Ich gebe aber den vollständigen Nachweis mit den erzwungenen Änderungen in geforderter Anzahl nochmals ab. So kann ich den zuständigen Mitarbeiten ggf. die Unsinnigkeit der Forderungen nachweisen.
Hier dei Auszüge:
2.1 Beurteilungsgrundlagen
• Genehmigte Pläne mit Baugenehmigung vonm 10.03 1988
• Eingabepläne vom 16.04.2020 Architekt xxxxx
• Weitere Beurteilungsgrundlagen sind die momentan vorhandenen bzw. geplanten Nutzungen. Durch mehrfache Besprechungen und Ortsbesichtigungen wurde die Örtlichkeit überprüft. In diesem Zusammenhang wurden die Nutzungen, die besonderen Gefährdungen und die konkreten Randbedingungen beim Betreiber abgefragt.
Die zusätzlichen Forderung der Branddirektion (LBK Schreiben vom 06.08.2020) wurden wie gefordert eingearbeitet.
5.1 Aufzüge (Art. 37 BayBO mit § 9 BStättV)
Baurechtliches Schutzziel / allgemeine Anforderungen
Aufzüge verbinden in der Regel mehrere Geschosse miteinander.
Das Schutzziel von allen Aufzügen, zu mindestens aus brandschutztechnischer Sicht, ist die Brandausbreitung in andere Geschosse ausreichend lange zu verhindern.
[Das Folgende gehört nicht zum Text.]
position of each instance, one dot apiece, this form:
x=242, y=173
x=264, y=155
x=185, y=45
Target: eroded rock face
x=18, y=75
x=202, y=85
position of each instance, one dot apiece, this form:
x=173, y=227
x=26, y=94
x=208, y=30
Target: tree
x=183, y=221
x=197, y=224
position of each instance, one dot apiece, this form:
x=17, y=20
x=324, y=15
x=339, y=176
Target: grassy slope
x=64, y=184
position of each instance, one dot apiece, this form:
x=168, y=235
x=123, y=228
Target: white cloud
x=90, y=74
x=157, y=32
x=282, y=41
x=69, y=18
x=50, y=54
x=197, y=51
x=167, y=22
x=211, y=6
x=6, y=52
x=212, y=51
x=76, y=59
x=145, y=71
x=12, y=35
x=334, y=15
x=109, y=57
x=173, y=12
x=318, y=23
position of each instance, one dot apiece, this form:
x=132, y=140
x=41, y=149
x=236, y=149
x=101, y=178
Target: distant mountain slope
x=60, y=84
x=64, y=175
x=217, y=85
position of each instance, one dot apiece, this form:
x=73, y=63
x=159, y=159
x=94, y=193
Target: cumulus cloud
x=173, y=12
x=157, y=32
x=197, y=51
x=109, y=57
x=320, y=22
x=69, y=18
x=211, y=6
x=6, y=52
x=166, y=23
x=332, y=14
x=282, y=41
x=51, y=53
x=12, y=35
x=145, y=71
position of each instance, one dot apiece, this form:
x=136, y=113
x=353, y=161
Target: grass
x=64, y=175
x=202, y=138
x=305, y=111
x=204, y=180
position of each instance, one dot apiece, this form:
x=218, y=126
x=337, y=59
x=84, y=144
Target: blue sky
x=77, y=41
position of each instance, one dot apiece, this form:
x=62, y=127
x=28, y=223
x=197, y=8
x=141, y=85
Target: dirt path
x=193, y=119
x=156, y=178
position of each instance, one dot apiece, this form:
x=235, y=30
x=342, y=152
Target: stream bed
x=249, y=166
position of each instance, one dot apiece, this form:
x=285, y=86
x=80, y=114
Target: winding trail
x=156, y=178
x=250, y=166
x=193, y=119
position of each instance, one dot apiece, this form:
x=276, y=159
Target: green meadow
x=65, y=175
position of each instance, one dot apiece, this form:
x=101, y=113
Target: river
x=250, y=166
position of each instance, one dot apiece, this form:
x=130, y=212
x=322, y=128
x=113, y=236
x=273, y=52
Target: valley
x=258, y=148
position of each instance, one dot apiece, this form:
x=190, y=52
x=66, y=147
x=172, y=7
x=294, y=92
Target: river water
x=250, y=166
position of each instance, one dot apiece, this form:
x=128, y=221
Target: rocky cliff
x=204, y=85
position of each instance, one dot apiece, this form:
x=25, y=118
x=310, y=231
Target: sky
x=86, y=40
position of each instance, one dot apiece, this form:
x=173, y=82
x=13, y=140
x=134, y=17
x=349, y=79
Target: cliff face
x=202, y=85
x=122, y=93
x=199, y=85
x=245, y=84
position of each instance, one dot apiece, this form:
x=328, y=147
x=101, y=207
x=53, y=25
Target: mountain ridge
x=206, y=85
Zur Sicherung der Abschottungsfunktion der betreffenden Bauteile sind folgende Voraussetzungen erforderlich:
• Einhausung des Aufzugsschachtes durch eine Schachtwand in der Feuerwiderstandsfähigkeit der Decken des Gebäudes und
• Fahrschachtwände (einschließlich Verkleidungen) aus nichtbrennbaren Baustoffen bzw. mit einer Bekleidung im inneren des Aufzugsschachts aus nichtbrennbaren Baustoffen in ausreichender Dicke (min. 12 mm Gipskartonplatte ohne bauaufsichtlichen Nachweis) und
• Einbau von geeigneten Fahrschachtüren (mit gültigem Verwendbarkeitsnachweis bzw. CE Kennzeichen mit entsprechender Leistungserklärung) und
• wirksamer Rauch und Wärmeabzug an oberster Stelle des Fahrschachtes (2,5 % der Schachtgrundfläche, min. 0,1 m²) und
• Fahrkorb aus überwiegend nichtbrennbaren Baustoffen und
• keine anderen Brandlasten im Fahrschacht außer solche, welche für den Betrieb des Aufzuges erforderlich sind (Aufzugsmaschinenraum gehört brandschutztechnisch zum Aufzugsschacht) und
• feuerbeständige Abtrennung des Aufzugsmaschinenraumes von anderen Bereichen (Türen z. B. T 30 nach DIN 4102 Teil 5 mit allgemeiner bauaufsichtlicher Zulassung). Die Trennung des Aufzugsschachtes vom Aufzugsmaschinenraum ist in den meisten Fällen nicht zwingend.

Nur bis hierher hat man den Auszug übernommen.